Soldiering duty in Suez, 1952

Black and white photograph of David Mowat and colleagues working in the Suez Canal, 1954.
David, sitting on the left with the telephone to his ear, at work in Suez. © David Mowat

I was signed up as a conscript in the army back in 1951. I was too young to go to Korea so instead I was sent to Suez, as a linesman in the third GHQ regiment. That was in November 1952. I was demobbed in 1954, two years before the Suez Crisis but even then there were rumours that the Egyptians wanted to take over the canal. For me, however, it was a good time. My work was maintaining the communication cables at the military base at Fayed, just below the Great Bitter Lake, which is about half way down the canal. It was an interesting place to be. We saw all the ships on the canal and there was a bit of a breeze off the water even in the hot months. We did all the usual soldiering duties - drills, inspections, guard's duties. And we developed a great sense of camaraderie, we were all mates, like brothers, really.

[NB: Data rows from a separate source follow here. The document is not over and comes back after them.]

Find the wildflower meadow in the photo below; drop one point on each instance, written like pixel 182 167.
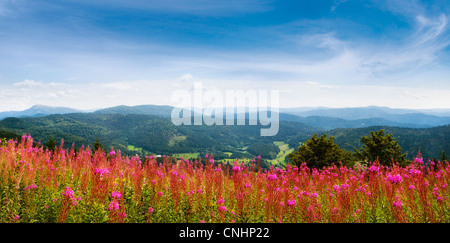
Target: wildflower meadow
pixel 81 186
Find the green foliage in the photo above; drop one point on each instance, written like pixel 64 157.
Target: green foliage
pixel 319 152
pixel 443 157
pixel 98 145
pixel 266 150
pixel 381 146
pixel 51 145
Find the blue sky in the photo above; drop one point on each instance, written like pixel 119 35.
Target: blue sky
pixel 339 53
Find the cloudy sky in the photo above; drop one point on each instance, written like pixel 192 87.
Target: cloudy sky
pixel 338 53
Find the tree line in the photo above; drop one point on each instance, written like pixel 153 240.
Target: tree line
pixel 319 152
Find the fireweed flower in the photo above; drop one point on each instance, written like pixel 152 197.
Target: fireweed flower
pixel 222 209
pixel 68 193
pixel 114 205
pixel 220 201
pixel 395 179
pixel 116 195
pixel 292 203
pixel 398 204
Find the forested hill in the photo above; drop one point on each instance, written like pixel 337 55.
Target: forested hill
pixel 139 133
pixel 431 141
pixel 150 133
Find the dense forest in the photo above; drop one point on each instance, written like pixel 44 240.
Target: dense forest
pixel 155 134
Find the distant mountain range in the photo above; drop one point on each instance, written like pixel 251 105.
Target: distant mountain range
pixel 148 128
pixel 320 117
pixel 38 110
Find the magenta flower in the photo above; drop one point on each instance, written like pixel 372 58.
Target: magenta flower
pixel 114 205
pixel 398 204
pixel 116 195
pixel 222 209
pixel 272 177
pixel 292 203
pixel 68 193
pixel 220 201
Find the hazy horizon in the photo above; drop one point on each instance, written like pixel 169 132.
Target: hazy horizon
pixel 334 53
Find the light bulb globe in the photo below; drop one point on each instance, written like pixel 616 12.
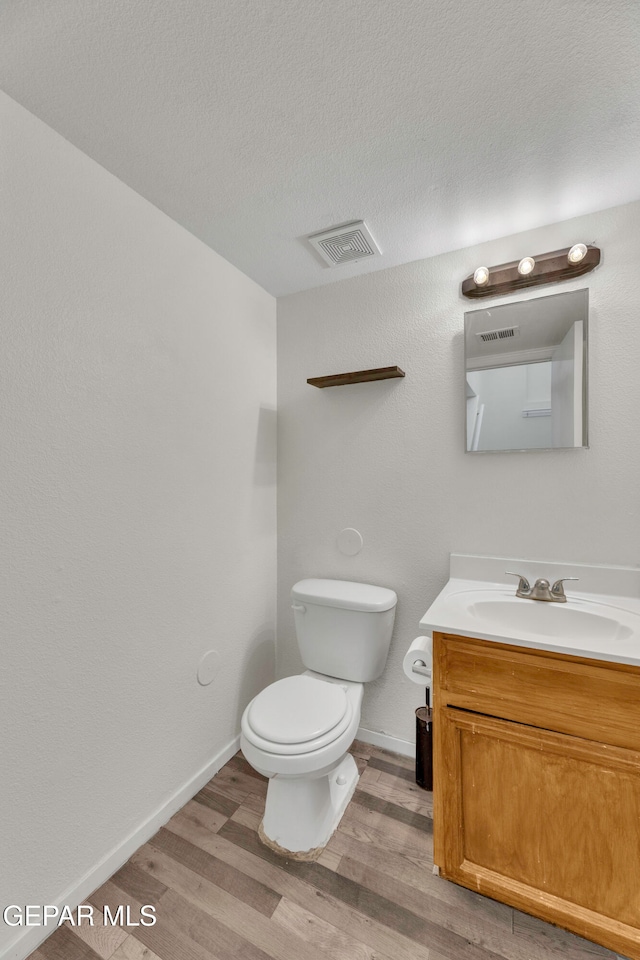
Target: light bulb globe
pixel 577 253
pixel 525 266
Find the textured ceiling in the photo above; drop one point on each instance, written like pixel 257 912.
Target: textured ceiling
pixel 256 122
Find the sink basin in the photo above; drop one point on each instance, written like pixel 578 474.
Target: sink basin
pixel 578 619
pixel 600 621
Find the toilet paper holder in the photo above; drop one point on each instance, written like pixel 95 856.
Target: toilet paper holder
pixel 419 666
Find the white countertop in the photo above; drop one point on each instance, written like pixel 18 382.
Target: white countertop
pixel 602 624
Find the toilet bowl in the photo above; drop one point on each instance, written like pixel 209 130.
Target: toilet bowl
pixel 297 732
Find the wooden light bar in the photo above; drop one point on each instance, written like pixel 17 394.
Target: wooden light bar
pixel 548 268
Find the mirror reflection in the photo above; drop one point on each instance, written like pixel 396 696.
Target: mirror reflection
pixel 526 374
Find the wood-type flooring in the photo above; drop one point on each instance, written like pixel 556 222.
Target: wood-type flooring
pixel 372 895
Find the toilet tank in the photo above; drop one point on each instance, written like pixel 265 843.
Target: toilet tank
pixel 343 628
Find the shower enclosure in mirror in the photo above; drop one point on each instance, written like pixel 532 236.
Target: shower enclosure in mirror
pixel 526 374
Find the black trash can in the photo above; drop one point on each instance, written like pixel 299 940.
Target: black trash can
pixel 424 747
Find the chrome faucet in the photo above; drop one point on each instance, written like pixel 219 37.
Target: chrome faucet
pixel 541 590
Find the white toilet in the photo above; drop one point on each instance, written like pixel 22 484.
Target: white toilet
pixel 298 730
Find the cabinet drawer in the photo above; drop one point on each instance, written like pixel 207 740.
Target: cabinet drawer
pixel 586 698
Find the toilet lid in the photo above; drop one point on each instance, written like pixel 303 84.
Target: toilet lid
pixel 297 709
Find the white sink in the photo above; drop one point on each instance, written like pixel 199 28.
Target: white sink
pixel 601 621
pixel 578 619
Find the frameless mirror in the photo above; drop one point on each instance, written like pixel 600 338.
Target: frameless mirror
pixel 526 374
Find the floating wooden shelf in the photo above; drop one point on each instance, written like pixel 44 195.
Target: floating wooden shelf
pixel 358 376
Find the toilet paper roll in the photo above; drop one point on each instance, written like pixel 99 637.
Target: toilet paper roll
pixel 418 661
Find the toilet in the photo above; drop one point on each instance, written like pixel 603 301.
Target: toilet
pixel 298 730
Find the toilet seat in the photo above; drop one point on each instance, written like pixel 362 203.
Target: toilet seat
pixel 297 715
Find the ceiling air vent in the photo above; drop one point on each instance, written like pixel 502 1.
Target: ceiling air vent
pixel 507 333
pixel 344 244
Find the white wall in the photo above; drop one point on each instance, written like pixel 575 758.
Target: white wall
pixel 138 496
pixel 388 458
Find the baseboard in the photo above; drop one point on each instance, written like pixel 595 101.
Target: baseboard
pixel 403 747
pixel 32 937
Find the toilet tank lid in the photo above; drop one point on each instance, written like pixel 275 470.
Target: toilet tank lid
pixel 345 594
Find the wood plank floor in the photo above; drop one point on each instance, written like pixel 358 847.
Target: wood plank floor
pixel 219 894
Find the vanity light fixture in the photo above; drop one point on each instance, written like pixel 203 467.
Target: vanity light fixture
pixel 531 271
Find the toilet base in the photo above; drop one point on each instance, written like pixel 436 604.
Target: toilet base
pixel 301 814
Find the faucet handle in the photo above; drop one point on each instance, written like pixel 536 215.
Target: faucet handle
pixel 557 589
pixel 524 586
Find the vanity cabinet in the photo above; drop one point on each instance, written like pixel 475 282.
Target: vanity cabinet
pixel 537 784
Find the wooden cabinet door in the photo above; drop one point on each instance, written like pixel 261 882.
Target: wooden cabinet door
pixel 547 822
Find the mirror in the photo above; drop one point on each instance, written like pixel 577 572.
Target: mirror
pixel 526 374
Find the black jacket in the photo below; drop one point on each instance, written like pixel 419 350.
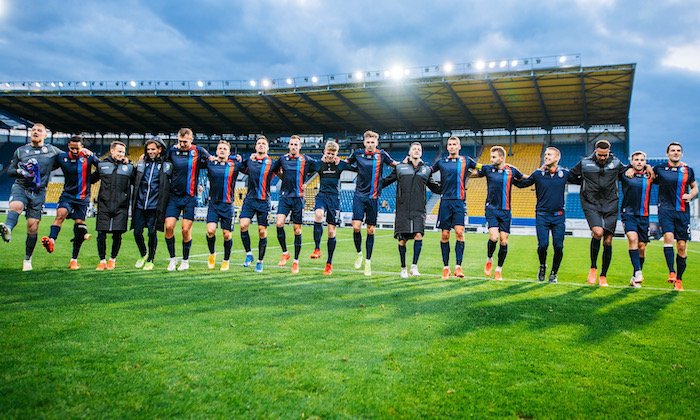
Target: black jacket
pixel 165 172
pixel 598 183
pixel 116 179
pixel 410 196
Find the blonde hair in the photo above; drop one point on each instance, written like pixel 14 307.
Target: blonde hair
pixel 500 150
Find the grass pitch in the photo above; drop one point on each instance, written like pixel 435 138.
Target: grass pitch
pixel 202 343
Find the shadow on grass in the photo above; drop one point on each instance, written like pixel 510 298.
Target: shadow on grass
pixel 465 306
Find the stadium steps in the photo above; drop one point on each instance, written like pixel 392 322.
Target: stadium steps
pixel 526 157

In the two years that I was there, I never saw anything untoward, there was a fairly low level of unrest, but nothing serious.

By the time the Suez Crisis erupted in 1956, I was back in Sheffield, married and although I thought about going back, my wife wasn't keen on it. Still, my years of service taught me discipline and to keep myself out of mischief!

I recently attended a ceremony at the Town Hall where I was presented with a medal by the Lord Mayor for serving as a soldier in the Suez Canal Zone, in the 1950s. It made me feel very proud.

Extract from an interview with David Mowat by Nikky Wilson for an article in the Burngreave Messenger, December 2006.